The shot at my back sounded like the starting gun of the best race I’d ever run. It was a joy to run again, just the smooth joy of one good step, over and over. These steps connected in my mind’s eye to my last race: the crowd cheering as I came in after a hard twenty-six miles and all I could think then was: I’m sorry it has to end. It had been a long time since I had run free in the fresh air, and it felt like a summer day after a long winter.
And it did not steal my joy if today I was running in a Madison County prisoner jumpsuit instead of a tracksuit.
And I knew that I had my good luck and my good friend Boyd to thank for my freedom, and that made me feel good, too. Proof positive that if you do good things for people, good things will come your way.

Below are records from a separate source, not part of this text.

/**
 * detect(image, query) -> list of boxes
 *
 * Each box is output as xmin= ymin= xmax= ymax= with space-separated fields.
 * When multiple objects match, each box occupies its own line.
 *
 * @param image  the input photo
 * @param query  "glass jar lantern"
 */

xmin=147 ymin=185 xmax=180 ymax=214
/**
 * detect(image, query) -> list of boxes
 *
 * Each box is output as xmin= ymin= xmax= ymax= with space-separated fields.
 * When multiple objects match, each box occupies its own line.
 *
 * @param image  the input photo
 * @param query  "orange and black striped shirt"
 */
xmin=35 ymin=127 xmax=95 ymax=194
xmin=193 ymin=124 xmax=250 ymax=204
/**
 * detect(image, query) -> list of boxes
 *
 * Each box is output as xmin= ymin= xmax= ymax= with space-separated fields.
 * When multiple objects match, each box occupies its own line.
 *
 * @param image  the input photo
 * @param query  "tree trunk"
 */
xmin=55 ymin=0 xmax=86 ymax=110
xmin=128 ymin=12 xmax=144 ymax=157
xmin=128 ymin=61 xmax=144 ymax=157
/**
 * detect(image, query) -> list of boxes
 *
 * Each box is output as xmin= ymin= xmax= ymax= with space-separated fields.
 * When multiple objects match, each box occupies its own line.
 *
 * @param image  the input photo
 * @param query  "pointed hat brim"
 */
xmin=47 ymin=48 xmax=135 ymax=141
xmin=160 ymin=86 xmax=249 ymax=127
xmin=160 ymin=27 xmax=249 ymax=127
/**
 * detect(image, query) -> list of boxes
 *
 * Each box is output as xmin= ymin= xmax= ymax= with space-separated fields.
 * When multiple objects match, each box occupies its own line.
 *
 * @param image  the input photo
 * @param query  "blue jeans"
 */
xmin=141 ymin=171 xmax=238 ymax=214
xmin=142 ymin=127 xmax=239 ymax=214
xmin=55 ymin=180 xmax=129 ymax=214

Just five minutes earlier we had stood there, prisoner and guard, in the Alabama sunshine. Me smiling just to be outside picking up trash for the state of Alabama, Boyd leaning on his rifle and bitching about the heat and looking like he was sucking on lemons. I tried to interest him in a little bright conversation to make our time more easy passing.
“Look at this.” I held up a dirty box half-full of crackers about to go into my black plastic garbage bag. “What you think made somebody throw out a perfectly good box of crackers?”
“Christ, Bobby Earl, you want them, go ahead and eat them.” He checked the chamber of his rifle for the hundredth time this morning.